Saturday, September 11, 2010

The Case of the Missing Spell Checker

A recent project involved creating a proof-of-concept SharePoint 2010 Foundation site(s) for a client. The aim was to demonstrate some of SharePoint’s collaboration features and show how the platform could support various teams within the client’s organization. In setting up the demonstration, we decided to create a small Knowledge Base using the built in content creation tools.

The new page editing tools are certainly easier to use than in previous versions of SharePoint and adding in pictures is a cinch. The range of styles and fonts is also much improved. We did think the mechanism for linking pages – while very wiki-like – could have been made easier for less tech-savvy users.
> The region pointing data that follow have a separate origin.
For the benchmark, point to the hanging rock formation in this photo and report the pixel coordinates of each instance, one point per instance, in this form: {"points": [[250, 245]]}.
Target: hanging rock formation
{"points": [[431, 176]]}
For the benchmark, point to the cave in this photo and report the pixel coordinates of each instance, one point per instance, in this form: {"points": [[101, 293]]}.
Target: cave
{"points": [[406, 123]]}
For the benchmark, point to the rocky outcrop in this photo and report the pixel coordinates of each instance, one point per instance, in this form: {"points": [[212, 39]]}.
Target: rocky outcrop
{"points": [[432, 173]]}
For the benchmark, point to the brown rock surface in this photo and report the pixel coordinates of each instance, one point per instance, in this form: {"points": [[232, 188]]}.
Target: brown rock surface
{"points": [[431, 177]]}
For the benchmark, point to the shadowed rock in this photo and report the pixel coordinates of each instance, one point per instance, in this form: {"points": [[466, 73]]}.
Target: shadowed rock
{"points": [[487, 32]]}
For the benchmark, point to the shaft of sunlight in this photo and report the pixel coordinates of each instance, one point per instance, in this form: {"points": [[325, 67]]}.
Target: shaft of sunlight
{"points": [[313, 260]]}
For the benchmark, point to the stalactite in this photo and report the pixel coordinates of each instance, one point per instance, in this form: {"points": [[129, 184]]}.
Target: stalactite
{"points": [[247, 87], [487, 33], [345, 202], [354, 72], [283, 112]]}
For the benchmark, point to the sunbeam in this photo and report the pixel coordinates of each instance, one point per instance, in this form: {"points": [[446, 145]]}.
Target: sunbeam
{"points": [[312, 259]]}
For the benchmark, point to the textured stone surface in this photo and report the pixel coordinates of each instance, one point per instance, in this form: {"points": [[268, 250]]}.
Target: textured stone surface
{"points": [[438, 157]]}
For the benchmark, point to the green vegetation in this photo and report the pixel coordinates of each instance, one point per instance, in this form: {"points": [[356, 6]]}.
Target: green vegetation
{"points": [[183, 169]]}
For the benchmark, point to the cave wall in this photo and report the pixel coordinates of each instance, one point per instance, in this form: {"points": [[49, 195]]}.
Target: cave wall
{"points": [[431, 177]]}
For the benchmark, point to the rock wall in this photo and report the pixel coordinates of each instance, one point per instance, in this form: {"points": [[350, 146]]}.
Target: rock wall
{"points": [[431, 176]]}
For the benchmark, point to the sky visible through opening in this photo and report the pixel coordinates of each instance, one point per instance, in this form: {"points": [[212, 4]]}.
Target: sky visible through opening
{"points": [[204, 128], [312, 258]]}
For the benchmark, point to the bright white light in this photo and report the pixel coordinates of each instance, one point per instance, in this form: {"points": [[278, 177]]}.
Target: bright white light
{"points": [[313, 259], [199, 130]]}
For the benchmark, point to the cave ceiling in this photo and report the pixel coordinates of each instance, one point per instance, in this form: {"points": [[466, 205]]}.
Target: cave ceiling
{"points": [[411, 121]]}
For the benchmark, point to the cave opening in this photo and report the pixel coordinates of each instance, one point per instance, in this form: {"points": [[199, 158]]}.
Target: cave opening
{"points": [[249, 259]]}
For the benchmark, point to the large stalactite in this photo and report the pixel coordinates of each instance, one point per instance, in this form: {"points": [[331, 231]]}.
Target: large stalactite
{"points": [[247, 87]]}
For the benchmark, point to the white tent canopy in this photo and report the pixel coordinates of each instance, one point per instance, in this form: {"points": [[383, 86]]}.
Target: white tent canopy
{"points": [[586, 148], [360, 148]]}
More importantly, since Foundation users do not get the content management and tagging features of the Standard and Enterprise versions, better tools for organizing the pages – other than simple links – would have been helpful. For example, it would have been nice to have been able to designate one of the pages as the “Home Page” of the Knowledge Base. Another great feature would have been to have an “Index Page” with an automatically created index of pages in the wiki.
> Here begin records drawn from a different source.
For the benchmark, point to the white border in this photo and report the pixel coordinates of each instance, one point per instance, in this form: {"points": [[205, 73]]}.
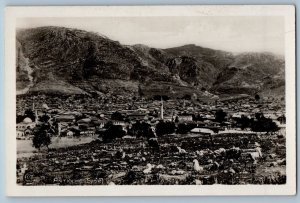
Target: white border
{"points": [[12, 13]]}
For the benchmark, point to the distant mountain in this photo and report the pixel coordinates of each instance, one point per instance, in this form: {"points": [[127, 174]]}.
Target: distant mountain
{"points": [[71, 61]]}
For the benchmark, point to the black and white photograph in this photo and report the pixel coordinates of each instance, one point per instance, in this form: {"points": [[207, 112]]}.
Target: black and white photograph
{"points": [[198, 100]]}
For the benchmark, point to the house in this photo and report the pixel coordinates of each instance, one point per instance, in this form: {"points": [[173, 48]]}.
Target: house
{"points": [[202, 131], [185, 117]]}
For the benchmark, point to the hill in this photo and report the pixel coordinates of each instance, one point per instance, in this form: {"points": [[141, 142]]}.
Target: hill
{"points": [[85, 62]]}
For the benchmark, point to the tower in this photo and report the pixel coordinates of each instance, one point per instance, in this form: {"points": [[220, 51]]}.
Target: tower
{"points": [[162, 110]]}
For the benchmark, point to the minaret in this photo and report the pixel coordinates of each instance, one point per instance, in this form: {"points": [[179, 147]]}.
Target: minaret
{"points": [[162, 110]]}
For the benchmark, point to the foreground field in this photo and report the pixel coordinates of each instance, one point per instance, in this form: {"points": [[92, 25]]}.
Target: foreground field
{"points": [[181, 159]]}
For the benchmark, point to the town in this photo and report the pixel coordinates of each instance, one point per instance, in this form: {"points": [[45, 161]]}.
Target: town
{"points": [[131, 140]]}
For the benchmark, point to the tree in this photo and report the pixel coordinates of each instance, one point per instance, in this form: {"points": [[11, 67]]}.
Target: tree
{"points": [[41, 136], [257, 97], [220, 115], [44, 118], [30, 114], [113, 132], [141, 130], [117, 116]]}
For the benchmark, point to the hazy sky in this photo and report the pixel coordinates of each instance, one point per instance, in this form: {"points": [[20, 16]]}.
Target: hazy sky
{"points": [[235, 34]]}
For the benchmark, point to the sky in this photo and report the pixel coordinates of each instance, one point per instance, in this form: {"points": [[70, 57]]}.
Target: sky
{"points": [[234, 34]]}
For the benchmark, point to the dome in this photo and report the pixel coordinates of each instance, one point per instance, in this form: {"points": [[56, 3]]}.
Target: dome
{"points": [[27, 120]]}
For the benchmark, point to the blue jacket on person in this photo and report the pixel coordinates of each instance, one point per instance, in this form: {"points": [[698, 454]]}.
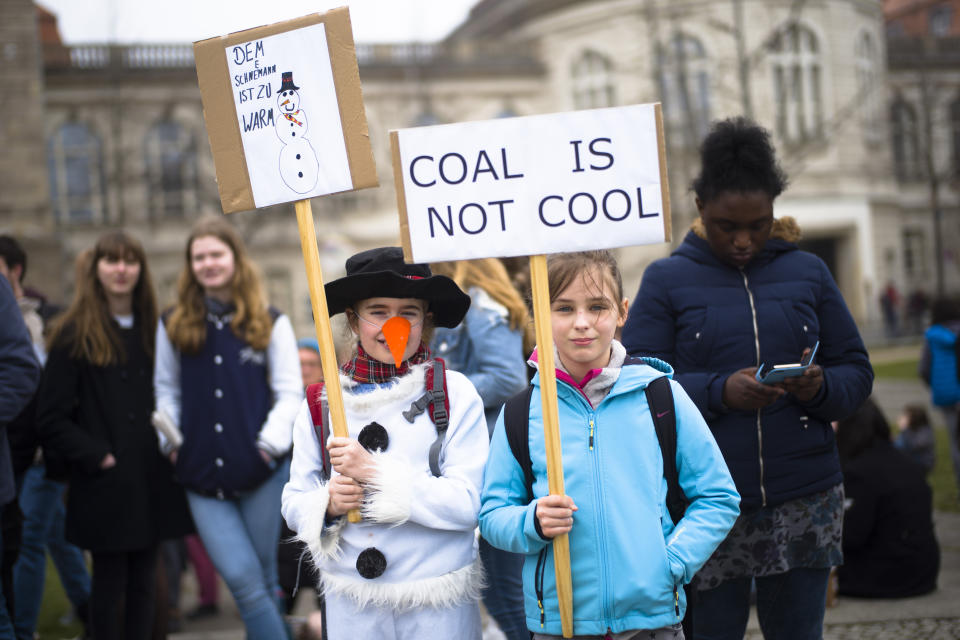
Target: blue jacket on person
{"points": [[943, 376], [484, 348], [709, 319], [628, 560]]}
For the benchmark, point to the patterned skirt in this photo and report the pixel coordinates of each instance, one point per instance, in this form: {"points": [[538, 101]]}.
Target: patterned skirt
{"points": [[806, 532]]}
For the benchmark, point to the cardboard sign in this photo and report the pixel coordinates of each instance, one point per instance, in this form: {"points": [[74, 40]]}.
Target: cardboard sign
{"points": [[284, 112], [532, 185]]}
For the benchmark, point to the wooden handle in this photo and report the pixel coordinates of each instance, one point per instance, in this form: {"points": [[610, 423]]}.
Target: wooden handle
{"points": [[551, 430], [321, 320]]}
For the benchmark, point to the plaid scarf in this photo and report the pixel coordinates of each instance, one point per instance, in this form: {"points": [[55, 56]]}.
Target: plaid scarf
{"points": [[363, 368]]}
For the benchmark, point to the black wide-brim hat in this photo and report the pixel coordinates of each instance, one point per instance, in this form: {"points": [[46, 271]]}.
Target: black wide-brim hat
{"points": [[382, 272]]}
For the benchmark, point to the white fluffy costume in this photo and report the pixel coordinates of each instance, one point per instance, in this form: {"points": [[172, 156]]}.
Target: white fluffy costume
{"points": [[416, 543]]}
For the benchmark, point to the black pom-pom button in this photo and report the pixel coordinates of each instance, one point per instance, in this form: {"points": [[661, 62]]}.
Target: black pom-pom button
{"points": [[373, 437], [371, 563]]}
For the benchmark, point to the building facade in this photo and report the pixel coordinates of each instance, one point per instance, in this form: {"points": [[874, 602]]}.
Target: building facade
{"points": [[119, 139]]}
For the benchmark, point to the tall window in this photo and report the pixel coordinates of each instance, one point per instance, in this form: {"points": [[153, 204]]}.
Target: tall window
{"points": [[868, 85], [171, 170], [914, 253], [592, 75], [940, 20], [685, 90], [795, 60], [906, 140], [955, 135], [75, 164]]}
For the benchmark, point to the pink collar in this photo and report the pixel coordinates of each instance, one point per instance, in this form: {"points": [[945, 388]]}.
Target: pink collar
{"points": [[566, 377]]}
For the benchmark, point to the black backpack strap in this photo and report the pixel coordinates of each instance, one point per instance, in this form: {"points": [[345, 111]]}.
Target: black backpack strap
{"points": [[660, 399], [320, 417], [439, 412], [516, 422]]}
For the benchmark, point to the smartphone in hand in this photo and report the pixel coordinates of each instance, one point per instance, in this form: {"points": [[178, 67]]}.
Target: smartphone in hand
{"points": [[779, 372]]}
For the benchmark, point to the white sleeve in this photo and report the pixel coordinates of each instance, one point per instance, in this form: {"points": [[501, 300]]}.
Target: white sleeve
{"points": [[398, 492], [283, 367], [305, 496], [166, 380]]}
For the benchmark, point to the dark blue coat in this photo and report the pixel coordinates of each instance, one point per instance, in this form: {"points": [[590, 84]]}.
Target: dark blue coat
{"points": [[19, 373], [709, 319]]}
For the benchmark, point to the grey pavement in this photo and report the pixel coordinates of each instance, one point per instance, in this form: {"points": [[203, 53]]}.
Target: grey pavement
{"points": [[935, 616]]}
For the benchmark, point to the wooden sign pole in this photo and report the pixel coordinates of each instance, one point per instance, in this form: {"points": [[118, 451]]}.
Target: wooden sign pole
{"points": [[551, 430], [321, 320]]}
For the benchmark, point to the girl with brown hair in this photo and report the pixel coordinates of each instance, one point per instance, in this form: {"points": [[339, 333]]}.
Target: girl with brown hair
{"points": [[227, 377], [93, 416]]}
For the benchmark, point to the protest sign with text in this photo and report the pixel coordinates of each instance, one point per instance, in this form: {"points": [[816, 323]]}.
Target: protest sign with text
{"points": [[531, 185], [285, 118], [284, 112]]}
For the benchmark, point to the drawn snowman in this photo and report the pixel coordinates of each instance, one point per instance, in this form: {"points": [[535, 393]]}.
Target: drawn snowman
{"points": [[298, 161]]}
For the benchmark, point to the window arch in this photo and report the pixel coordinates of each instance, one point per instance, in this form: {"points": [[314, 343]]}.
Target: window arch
{"points": [[904, 127], [75, 164], [171, 170], [685, 89], [592, 75], [797, 80], [868, 85]]}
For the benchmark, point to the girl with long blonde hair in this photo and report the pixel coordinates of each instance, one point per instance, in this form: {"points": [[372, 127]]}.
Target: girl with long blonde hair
{"points": [[93, 417], [227, 379], [489, 347]]}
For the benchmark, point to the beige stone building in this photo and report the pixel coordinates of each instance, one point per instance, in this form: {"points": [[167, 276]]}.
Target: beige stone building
{"points": [[115, 136]]}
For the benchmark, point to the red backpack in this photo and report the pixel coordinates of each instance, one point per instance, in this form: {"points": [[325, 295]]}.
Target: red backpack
{"points": [[434, 397]]}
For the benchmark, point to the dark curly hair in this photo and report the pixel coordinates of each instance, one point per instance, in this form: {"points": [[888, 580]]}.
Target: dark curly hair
{"points": [[737, 156]]}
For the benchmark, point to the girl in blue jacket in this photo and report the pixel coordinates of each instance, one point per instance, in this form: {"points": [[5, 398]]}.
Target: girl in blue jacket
{"points": [[629, 561]]}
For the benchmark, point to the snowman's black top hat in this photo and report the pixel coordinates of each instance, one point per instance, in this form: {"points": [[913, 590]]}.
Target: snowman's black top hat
{"points": [[286, 82]]}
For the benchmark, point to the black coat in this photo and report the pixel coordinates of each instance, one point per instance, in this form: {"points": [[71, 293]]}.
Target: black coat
{"points": [[889, 547], [85, 412]]}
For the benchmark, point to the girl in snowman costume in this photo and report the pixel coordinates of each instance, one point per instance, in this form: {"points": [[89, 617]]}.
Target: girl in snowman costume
{"points": [[409, 569]]}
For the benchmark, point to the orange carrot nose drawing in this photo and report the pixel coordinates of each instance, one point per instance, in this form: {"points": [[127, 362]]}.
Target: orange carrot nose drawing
{"points": [[397, 331]]}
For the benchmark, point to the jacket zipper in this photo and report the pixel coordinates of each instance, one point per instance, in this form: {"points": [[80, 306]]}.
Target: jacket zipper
{"points": [[538, 582], [756, 345]]}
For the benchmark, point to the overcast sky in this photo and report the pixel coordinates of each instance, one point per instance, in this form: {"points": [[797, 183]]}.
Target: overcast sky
{"points": [[126, 21]]}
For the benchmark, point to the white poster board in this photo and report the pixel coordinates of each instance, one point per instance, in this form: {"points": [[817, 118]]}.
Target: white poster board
{"points": [[289, 119], [532, 185]]}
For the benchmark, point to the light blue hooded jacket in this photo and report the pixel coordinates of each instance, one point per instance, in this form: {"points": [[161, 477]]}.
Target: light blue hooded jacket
{"points": [[628, 560]]}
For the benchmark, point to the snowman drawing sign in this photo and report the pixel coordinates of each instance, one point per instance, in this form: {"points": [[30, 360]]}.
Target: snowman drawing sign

SharePoint 2010 Foundation Content Editor: Insert Options


SharePoint 2010 Foundation : Text Editing Options


It wasn’t until someone pointed out a glaring spelling error in the copy we’d been writing for the Knowledge Base that we realized that, most strangely, there wasn’t any form of spell checker in the content editor. At first we thought we’d simply mislaid it somewhere in the ribbon but after looking high and low for it and checking several blogs, we realized that it in fact doesn’t exist in Foundation. Microsoft skirt round the issue by declaring that spell checking exists in Standard and Enterprise, thereby carefully not saying that it doesn’t exist in Foundation.

This seems to us very strange and a significant drawback to Foundation (which is almost certain to be the de facto hosted version). After all, blog platforms and software like Blogger - on which ChromaScope is hosted - have incorporated spell checkers for some time now.
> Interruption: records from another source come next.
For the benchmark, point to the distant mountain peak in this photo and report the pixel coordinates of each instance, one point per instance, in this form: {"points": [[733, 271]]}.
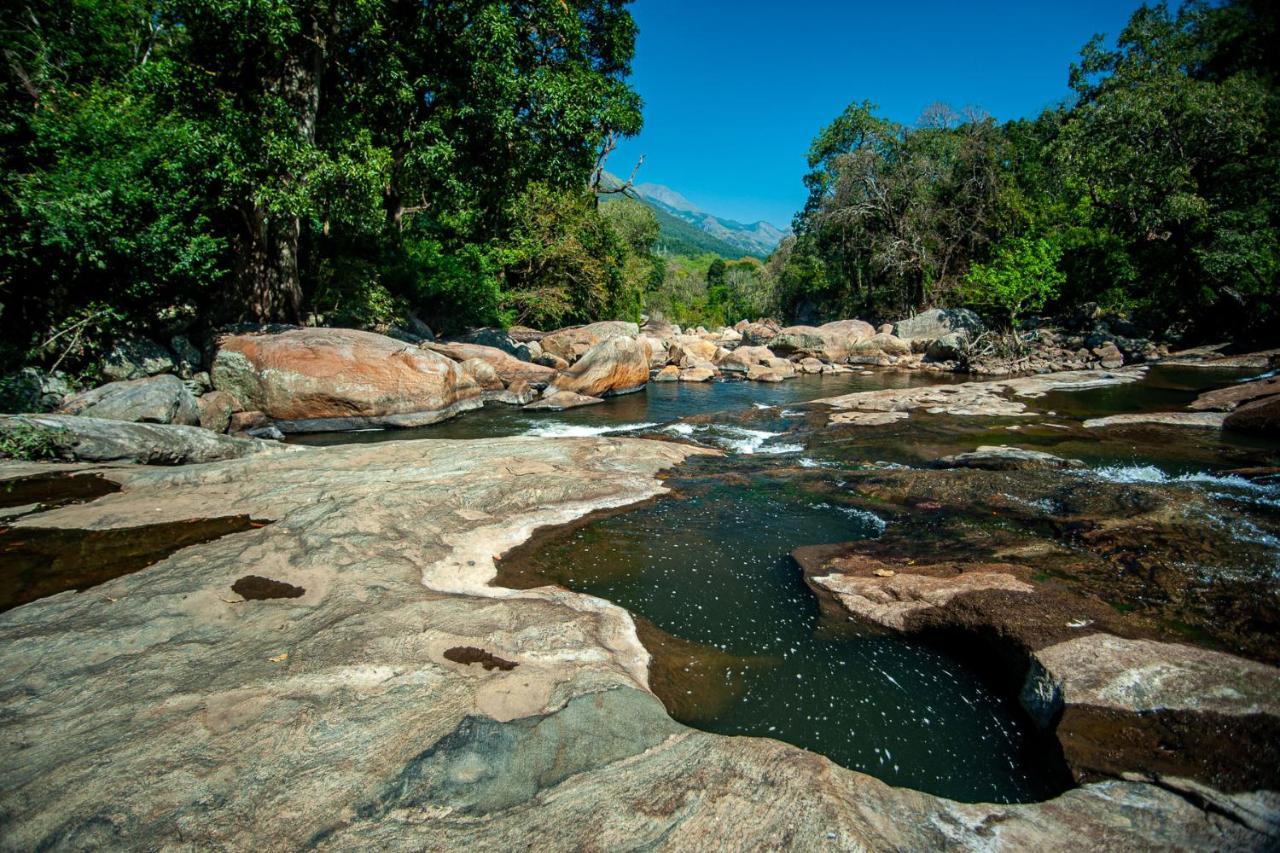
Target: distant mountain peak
{"points": [[728, 236]]}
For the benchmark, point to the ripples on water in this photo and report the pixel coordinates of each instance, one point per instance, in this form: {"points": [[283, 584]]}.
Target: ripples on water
{"points": [[716, 569]]}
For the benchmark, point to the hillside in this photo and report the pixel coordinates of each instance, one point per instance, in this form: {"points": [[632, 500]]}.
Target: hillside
{"points": [[689, 231]]}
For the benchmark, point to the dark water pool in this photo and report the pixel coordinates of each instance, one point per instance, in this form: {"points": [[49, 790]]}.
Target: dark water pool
{"points": [[713, 568]]}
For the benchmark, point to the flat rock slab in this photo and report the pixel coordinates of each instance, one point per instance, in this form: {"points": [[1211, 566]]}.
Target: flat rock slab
{"points": [[1194, 419]]}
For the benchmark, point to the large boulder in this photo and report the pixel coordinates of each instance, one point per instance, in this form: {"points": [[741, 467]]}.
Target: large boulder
{"points": [[936, 323], [613, 366], [1260, 416], [760, 332], [154, 400], [686, 351], [324, 379], [508, 366], [136, 359], [574, 342], [95, 439], [798, 340]]}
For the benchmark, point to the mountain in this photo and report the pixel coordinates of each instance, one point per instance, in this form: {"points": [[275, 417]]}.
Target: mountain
{"points": [[689, 231]]}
Blogger's Editing Options (Spell Check is the last icon on the right)


Intrigued, we decided to do a quick comparison of functionality between the HTML editors in Blogger and SharePoint 2010.

Feature

Blogger

SharePoint 2010
Foundation

Cut/Copy/Paste

Yes

Yes

Font
Styles

Yes
(7 available)

Yes  (13 available)

Font
Color

Yes
(limited range)

Yes
(extensive range)

Strike-through/SuperScript/Subscript

Strike-through
only

Yes

Highlight
Text

Yes

Yes

Paragraph
Formatting (e.g. justification)

Yes

Yes

Style
Gallery (e.g. Byline)

Quote
only

Yes
(7 available)

MarkUp Style Gallery (e.g. Heading1)

Title
and Body only (from blog content editor).

Yes
(14 available)

Text
Layout (e.g. columns)

Yes
but through Page Design rather than content editor.

Yes

Insert
Picture/Image

Yes

Yes

Insert
Video

Yes

Yes
(but not as obvious how to do this)

Insert
Link

Yes

Yes

Insert
Jump Break

Yes

No

Insert
Table

No

Yes

Select
Elements based on HTML tag

No

Yes

CheckIn/CheckOut

No
(but the publish function enables users to decide when pages become publically available.)

Yes

Tagging

Yes

No

Edit
HTML Source

Yes

Yes

Page
Templating

Yes

Yes
but by using SharePoint Designer

Language
Support

Yes
including non-latin

Extensive
including non-latin

Spell Checking

Yes

No

While overall, SharePoint 2010 Foundation has a very rich content editor, some of the features and the rather technical HTML element orientation may make it difficult for the general user or, more likely, simply languish unused. Blogger, on the other hand, with the exception of the option of easily adding a table, has all the features the general user/content creator would need to compose content AND a spell checker! Hopefully Microsoft take note of the feedback that we, and we are sure everyone else, will give them and make the text editor in SharePoint 2010 Foundation more like an easy-to-use content editor and less like an HTML editor for web designers.